Published Date: Jan 24, 2012


Political instability perpetuates economic instability and also breeds corruption, mismanagement and bad governance, which ultimately affects the poor people. Consistency in policies is another fundamental requirement for economic well-being.
This was said by NUST Business School Principal Ashfaque H Khan during a seminar ‘Impact of Current Political Deadlock on Pakistan’s Economy” held by Sustainable Development Policy Institute (SDPI) said a press release on Monday.
Khan said that the current government has failed to implement reforms and called back several reforms on manipulation of smaller allies in the government, such as reforms on the issue of value added tax.
In the past four years, the government has appointed four governors of the state bank, four finance ministers, four secretaries, five chairmen of the central board of revenue. “In such a situation where there is no stability in economic team, how can we look for consistency and stability in economic policies?” he questioned.
He predicted further depreciation in the rupee, adding that a depreciation of one rupee would increase Pakistan public debt by almost Rs60 billion in addition to increasing the interest rate, inputs costs, subsidies and pile up of circular debt.
“During the last four years, Pakistan has accumulated a debt equal to last 60 years.

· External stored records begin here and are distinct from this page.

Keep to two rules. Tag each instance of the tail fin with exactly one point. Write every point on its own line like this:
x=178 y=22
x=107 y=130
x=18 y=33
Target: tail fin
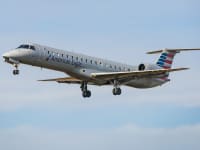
x=166 y=59
x=167 y=56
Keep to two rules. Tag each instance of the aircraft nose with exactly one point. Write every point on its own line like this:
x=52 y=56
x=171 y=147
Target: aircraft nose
x=8 y=55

The balance of payments is another issue the country are will face in future,” he said, adding that financing the deficit will be difficult as IMF has not yet issued any letter of comfort to Pakistan.

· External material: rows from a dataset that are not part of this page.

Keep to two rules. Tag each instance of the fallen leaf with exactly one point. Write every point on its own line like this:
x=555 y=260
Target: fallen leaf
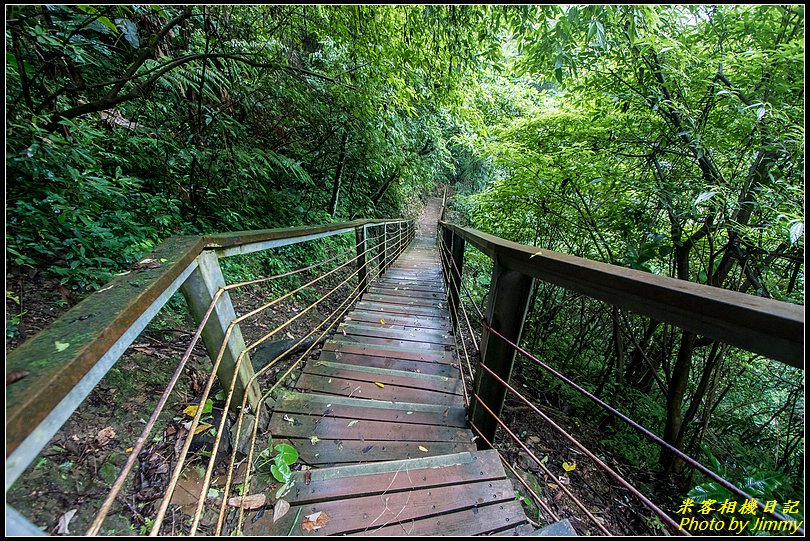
x=64 y=521
x=104 y=436
x=315 y=521
x=251 y=502
x=202 y=427
x=281 y=508
x=17 y=375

Referring to Sri Lanka and other countries, SDPI Executive Director Dr Abid Suleri was of the view that corruption was never a major impediment in development, while conflict does not hinder economic growth either.
“It is the right economic policies with firm implementation which stimulate economic growth,” said Suleri.
“Over the years, Pakistan has showed inconsistency and uncertainty in policies, due to which economic growth has not been in sync with human development,” he said.
He called for normalisation of civil-military relations and called upon political parties to declare their manifestos immediately before the people of Pakistan.
SDPI Research Fellow and Head of Economic Growth Unit Dr Vaqar said the current political impasse between various state institutions has resulted in stagnation in growth and investment.
He said that key economic threats such as rising debt burden, surge in global oil prices, reduction in exports and such matters are expected to adversely affect inflation. But sadly due to the ongoing political and administrative crisis it seems that these economic issues are not on government’s priority agenda.
Expressing confusion over the ‘ever-changing’ political and economic set up, Dr Vaqar said, “We don’t know who is incharge in agriculture sector after the 18th amendment. The country is still holding large stocks of wheat which should have long been exported.”
Relating it to the impact on agriculture sector, he said, “The import of fertilizer was delayed. The cane crop now fears marketing delays and none of the provinces have so far come up with financial implications of 18th amendment for the medium term,”. He said while elaborating the political impediments between the centre and federation.